As early as age 3 or 4, Miesha Willis remembers thinking, “I will not live like this when I’m grown.”
The lifelong Gulfport resident was always keenly aware of her surroundings — and the fact that her parents struggled with substance abuse. They began by selling drugs like marijuana and cocaine, using them recreationally before moving to crack cocaine.
“Originally, they didn’t look like drug addicts, neither did we look like children of drug addicts, but I knew that we were not like other people,” Willis says. “I went to school every day knowing that we were different.”
After numerous evictions and utility shut-offs, Willis’s mother reached rock bottom. Willis went to live with her grandmother at age 10, and while her home life was better, the exposure to illegal substances in her neighborhood continued.

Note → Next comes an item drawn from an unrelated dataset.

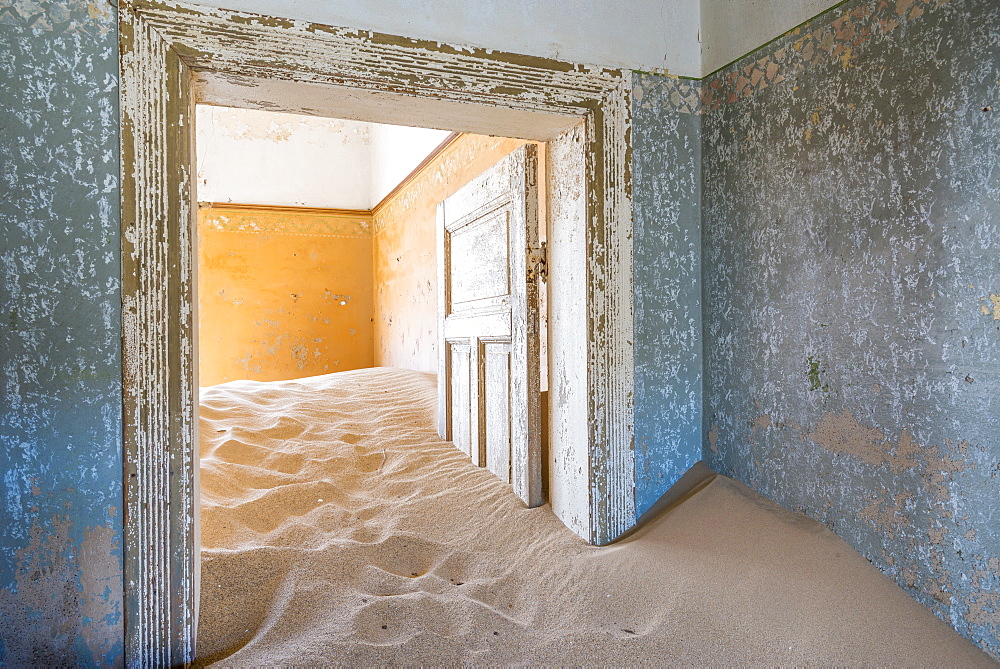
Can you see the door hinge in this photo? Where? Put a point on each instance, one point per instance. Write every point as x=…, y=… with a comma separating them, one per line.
x=540, y=261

“The very things that my father and mother did that I hated, I began to do as well,” she says. At age 12, she was smoking marijuana and getting suspended from school. At 13, she was selling drugs and had an extensive juvenile record. By age 16, she had spent time in Columbia Training School, a facility for troubled teenage offenders, and was a ninth-grade dropout in an abusive relationship with much older Eddie C. Willis.
Nonetheless, “I know now that God’s hand was upon me, and He had a plan for my life,” Willis says. “The same week I dropped out of school, something told me go and get a GED. I did and passed with ease the first time.”
Approaching age 18, Willis knew she couldn’t face the consequences of adult charges and resolved to stop selling drugs. She embarked on a cosmetology career and became the youngest student ever to enroll at Chris’ Beauty College. In 2002, she opened her own salon — Shades of Essence.
That same year, she married Willis, who also had a criminal past but assured her he was committed to change. They now have been together 24 years and married for 18.
“We have seen some valleys, been through some fires and some floods, but I can say we’ve chosen to do it together,” she says. “He’s my best friend, business partner and co-laborer in the gospel.” The pair now serves on the ministerial staff at Faith Works Ministries, where he is assistant pastor.
Having overcome so much, Willis began to think she could “believe” her way through any challenge, but a struggle with infertility forced her to accept she may never have a child.
“My husband is seven years older than me and had children prior to our relationship,” she says. “I have had the privilege of helping him raise them, and did it with joy, but it didn’t stop my longing to be a mother. This was the greatest test of my faith and the best opportunity I have had to understand the ways of God.”
Her miracle eventually came in the form of 1-year-old Eddie Jr., but Willis didn’t waste time while she waited for motherhood. Over the years, she became the youth pastor at her church and mentored many girls she encountered, seeing herself in them and recognizing the scars life had left on their hearts. She also started a community outreach called More Than I See, which is dedicated to celebrating and encouraging girls and young women. The outreach plans to launch its first career camp this summer.
Willis says she never could have imagined the life she lives today — a salon owner and CFO of her husband’s commercial janitorial company, E&M Willis Inc. Years of negative mindsets and generational patterns are part of who she is, but they don’t define or control her.
“Everything went according to the master’s plan,” she says. “I choose to embrace every adversity and use it to help someone else. This gives purpose to all of the pain.”